I'm using Sagemaker connecting to an EMR cluster via sparkmagic and livy, very frequently I get(at session startup, not running any code):
> The code failed because of a fatal error: Session <ID> unexpectedly
> reached final status 'dead'. See logs: stdout:
> #
> # There is insufficient memory for the Java Runtime Environment to continue.
> # Native memory allocation (mmap) failed to map <bytes num> bytes for committing reserved memory.
> # An error report file with more information is saved as:
> # /tmp/hs_err_pid24900.log
I have tested some solutions found on the web like reducing drive and worker memory, but is not working even when setting small memory size(512MB), question is, how can I fix it? or how to debug it considering I'm not an admin and I don't have access to livy server nor cluster OS? where is the log(which host) described in the error(/tmp/hs_err_pid24900.log)?
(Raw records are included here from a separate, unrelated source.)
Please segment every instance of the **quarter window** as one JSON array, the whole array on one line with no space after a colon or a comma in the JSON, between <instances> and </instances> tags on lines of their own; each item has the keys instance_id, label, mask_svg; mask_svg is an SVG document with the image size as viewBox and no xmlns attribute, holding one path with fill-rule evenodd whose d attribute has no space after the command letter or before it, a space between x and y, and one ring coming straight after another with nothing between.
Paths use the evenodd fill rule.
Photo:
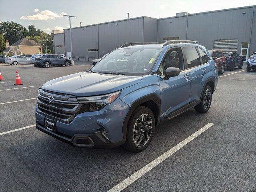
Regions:
<instances>
[{"instance_id":1,"label":"quarter window","mask_svg":"<svg viewBox=\"0 0 256 192\"><path fill-rule=\"evenodd\" d=\"M201 64L198 54L195 47L184 47L188 61L188 68L195 67Z\"/></svg>"},{"instance_id":2,"label":"quarter window","mask_svg":"<svg viewBox=\"0 0 256 192\"><path fill-rule=\"evenodd\" d=\"M198 50L199 52L199 54L200 54L201 58L202 58L202 60L203 62L203 63L206 63L208 62L209 58L208 58L208 56L206 55L204 52L200 48L198 48Z\"/></svg>"}]
</instances>

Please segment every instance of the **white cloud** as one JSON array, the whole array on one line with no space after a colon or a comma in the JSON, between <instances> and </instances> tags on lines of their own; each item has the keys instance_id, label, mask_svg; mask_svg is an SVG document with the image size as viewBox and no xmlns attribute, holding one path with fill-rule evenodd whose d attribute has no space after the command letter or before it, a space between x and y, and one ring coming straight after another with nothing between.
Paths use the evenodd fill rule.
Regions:
<instances>
[{"instance_id":1,"label":"white cloud","mask_svg":"<svg viewBox=\"0 0 256 192\"><path fill-rule=\"evenodd\" d=\"M59 27L58 26L56 26L53 28L54 30L58 30L59 31L63 31L64 29L64 28L62 27Z\"/></svg>"},{"instance_id":2,"label":"white cloud","mask_svg":"<svg viewBox=\"0 0 256 192\"><path fill-rule=\"evenodd\" d=\"M35 10L36 9L35 9ZM66 13L64 12L62 12L60 14L57 14L49 10L45 10L32 15L22 16L20 18L20 19L26 19L29 20L50 21L51 20L55 19L55 18L61 18L63 17L63 15L65 14L66 14Z\"/></svg>"},{"instance_id":3,"label":"white cloud","mask_svg":"<svg viewBox=\"0 0 256 192\"><path fill-rule=\"evenodd\" d=\"M167 6L167 4L163 4L162 5L161 5L159 6L159 8L161 9L165 9Z\"/></svg>"},{"instance_id":4,"label":"white cloud","mask_svg":"<svg viewBox=\"0 0 256 192\"><path fill-rule=\"evenodd\" d=\"M36 8L34 10L34 11L33 12L36 13L36 12L39 12L39 10L37 8Z\"/></svg>"},{"instance_id":5,"label":"white cloud","mask_svg":"<svg viewBox=\"0 0 256 192\"><path fill-rule=\"evenodd\" d=\"M179 0L176 0L176 2L177 2L178 4L180 5L181 5L182 6L185 6L188 5L187 3L186 2L184 2L184 1L180 1Z\"/></svg>"}]
</instances>

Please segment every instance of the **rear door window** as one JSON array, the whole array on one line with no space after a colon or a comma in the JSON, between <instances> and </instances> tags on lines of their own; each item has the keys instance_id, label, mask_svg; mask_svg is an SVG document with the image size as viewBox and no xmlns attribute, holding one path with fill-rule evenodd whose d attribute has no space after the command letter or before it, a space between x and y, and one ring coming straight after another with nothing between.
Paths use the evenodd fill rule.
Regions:
<instances>
[{"instance_id":1,"label":"rear door window","mask_svg":"<svg viewBox=\"0 0 256 192\"><path fill-rule=\"evenodd\" d=\"M201 64L200 58L195 47L184 47L184 50L188 61L188 68L191 68Z\"/></svg>"},{"instance_id":2,"label":"rear door window","mask_svg":"<svg viewBox=\"0 0 256 192\"><path fill-rule=\"evenodd\" d=\"M212 57L217 57L217 54L216 53L216 52L214 51L212 53Z\"/></svg>"},{"instance_id":3,"label":"rear door window","mask_svg":"<svg viewBox=\"0 0 256 192\"><path fill-rule=\"evenodd\" d=\"M198 48L198 52L199 52L200 56L202 58L202 60L203 62L203 64L206 63L208 62L208 60L209 60L209 58L208 58L208 56L206 55L206 54L201 49Z\"/></svg>"}]
</instances>

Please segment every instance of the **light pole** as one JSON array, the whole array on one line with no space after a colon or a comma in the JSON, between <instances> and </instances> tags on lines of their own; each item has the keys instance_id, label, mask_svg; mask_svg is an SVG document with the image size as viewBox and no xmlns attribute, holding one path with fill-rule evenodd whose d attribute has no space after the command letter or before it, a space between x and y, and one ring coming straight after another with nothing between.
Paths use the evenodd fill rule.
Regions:
<instances>
[{"instance_id":1,"label":"light pole","mask_svg":"<svg viewBox=\"0 0 256 192\"><path fill-rule=\"evenodd\" d=\"M75 16L70 16L70 15L64 15L63 16L66 16L69 17L69 35L70 38L70 51L71 52L71 62L73 61L73 56L72 55L72 39L71 38L71 24L70 22L70 17L76 17Z\"/></svg>"},{"instance_id":2,"label":"light pole","mask_svg":"<svg viewBox=\"0 0 256 192\"><path fill-rule=\"evenodd\" d=\"M45 44L45 46L46 46L46 54L47 54L47 43L45 43L44 44ZM44 46L44 44L43 44L43 46Z\"/></svg>"}]
</instances>

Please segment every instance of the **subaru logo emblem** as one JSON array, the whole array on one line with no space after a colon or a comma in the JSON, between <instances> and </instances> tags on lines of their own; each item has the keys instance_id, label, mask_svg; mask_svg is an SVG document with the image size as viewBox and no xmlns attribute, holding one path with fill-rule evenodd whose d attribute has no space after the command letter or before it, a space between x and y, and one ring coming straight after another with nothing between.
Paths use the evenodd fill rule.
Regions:
<instances>
[{"instance_id":1,"label":"subaru logo emblem","mask_svg":"<svg viewBox=\"0 0 256 192\"><path fill-rule=\"evenodd\" d=\"M51 96L48 96L46 99L49 103L53 103L54 102L54 99L53 97Z\"/></svg>"}]
</instances>

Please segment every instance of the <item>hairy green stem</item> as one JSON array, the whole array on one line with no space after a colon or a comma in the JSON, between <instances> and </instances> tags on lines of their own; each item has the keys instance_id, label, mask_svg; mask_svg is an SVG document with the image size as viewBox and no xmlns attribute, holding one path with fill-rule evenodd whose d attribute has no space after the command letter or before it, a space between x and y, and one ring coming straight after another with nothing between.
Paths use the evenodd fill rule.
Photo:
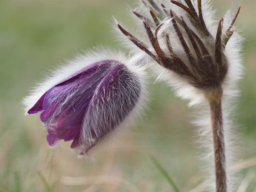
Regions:
<instances>
[{"instance_id":1,"label":"hairy green stem","mask_svg":"<svg viewBox=\"0 0 256 192\"><path fill-rule=\"evenodd\" d=\"M213 138L216 192L227 192L225 142L222 110L222 90L215 89L208 92Z\"/></svg>"}]
</instances>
Update I found this happens only when using:
spark.yarn.dist.archives
To distribute a conda environment(in tar.gz) to the driver and workers, the weird thing is, If I remove this, even after making driver and executor memory really big it doesn't complain about memory issues, so I know there is sufficient memory, but adding this makes it crash, is there any java property or java limit triggered when spark.yarn.dist.archives is used?